I bring what you much need yet always have,

Not money, amours, dress, eating, erudition, but as good,

I send no agent or medium, offer no representative of value, but

offer the value itself.

There is something that comes to one now and perpetually,

It is not what is printed, preach’d, discussed, it eludes discussion

and print,

It is not to be put in a book, it is not in this book,

It is for you whoever you are, it is no farther from you than your

hearing and sight are from you,

It is hinted by nearest, commonest, readiest, it is ever provoked by them.

You may read in many languages, yet read nothing about it,

You may read the President’s message and read nothing about it there,

Nothing in the reports from the State department or Treasury

department, or in the daily papers or weekly papers,

Or in the census or revenue returns, prices current, or any accounts

of stock.

3

The sun and stars that float in the open air,

The apple-shaped earth and we upon it, surely the drift of them is

something grand,

I do not know what it is except that it is grand, and that it is happiness,

And that the enclosing purport of us here is not a speculation or

bon-mot or reconnoissance,

And that it is not something which by luck may turn out well for us,

and without luck must be a failure for us,

And not something which may yet be retracted in a certain contingency.

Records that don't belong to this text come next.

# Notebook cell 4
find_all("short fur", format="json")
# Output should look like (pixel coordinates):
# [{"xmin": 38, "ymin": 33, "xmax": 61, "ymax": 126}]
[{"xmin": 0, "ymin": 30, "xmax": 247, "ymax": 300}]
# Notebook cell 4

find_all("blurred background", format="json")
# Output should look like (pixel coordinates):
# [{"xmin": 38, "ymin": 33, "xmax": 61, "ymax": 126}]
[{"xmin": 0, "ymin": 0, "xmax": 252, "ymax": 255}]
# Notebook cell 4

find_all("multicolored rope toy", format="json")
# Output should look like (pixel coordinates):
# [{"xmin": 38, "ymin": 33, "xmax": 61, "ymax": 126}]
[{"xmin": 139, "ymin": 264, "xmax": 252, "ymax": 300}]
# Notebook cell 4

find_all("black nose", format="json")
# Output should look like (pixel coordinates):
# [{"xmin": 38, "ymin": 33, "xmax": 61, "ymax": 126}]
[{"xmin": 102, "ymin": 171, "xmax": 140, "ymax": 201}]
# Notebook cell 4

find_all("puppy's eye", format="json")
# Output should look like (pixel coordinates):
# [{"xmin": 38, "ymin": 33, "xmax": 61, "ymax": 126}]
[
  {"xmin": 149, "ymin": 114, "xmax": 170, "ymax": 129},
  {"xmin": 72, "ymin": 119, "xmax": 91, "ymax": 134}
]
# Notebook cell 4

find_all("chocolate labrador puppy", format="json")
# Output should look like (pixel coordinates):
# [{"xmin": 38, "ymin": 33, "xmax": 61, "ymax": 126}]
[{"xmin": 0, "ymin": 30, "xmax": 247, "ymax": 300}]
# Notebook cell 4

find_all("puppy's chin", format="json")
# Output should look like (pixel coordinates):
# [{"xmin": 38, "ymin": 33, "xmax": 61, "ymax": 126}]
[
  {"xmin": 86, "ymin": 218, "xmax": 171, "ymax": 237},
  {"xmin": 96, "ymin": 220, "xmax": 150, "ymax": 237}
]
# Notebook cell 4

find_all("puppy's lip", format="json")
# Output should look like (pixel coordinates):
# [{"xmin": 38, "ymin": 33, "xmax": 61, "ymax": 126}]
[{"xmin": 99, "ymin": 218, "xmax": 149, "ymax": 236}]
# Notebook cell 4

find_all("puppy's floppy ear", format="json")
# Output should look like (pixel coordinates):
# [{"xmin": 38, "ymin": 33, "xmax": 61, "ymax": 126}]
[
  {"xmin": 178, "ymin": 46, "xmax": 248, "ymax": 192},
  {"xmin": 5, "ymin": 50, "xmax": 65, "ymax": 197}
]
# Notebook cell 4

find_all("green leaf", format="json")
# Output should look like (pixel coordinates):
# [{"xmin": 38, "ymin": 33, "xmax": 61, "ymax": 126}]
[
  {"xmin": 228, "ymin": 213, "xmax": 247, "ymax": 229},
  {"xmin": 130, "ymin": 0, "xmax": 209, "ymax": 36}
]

The light and shade, the curious sense of body and identity, the

greed that with perfect complaisance devours all things,

The endless pride and outstretching of man, unspeakable joys and sorrows,

The wonder every one sees in every one else he sees, and the wonders

that fill each minute of time forever,

What have you reckon’d them for, camerado?

Have you reckon’d them for your trade or farm-work? or for the

profits of your store?

Or to achieve yourself a position? or to fill a gentleman’s leisure,

or a lady’s leisure?

Have you reckon’d that the landscape took substance and form that it

might be painted in a picture?

Or men and women that they might be written of, and songs sung?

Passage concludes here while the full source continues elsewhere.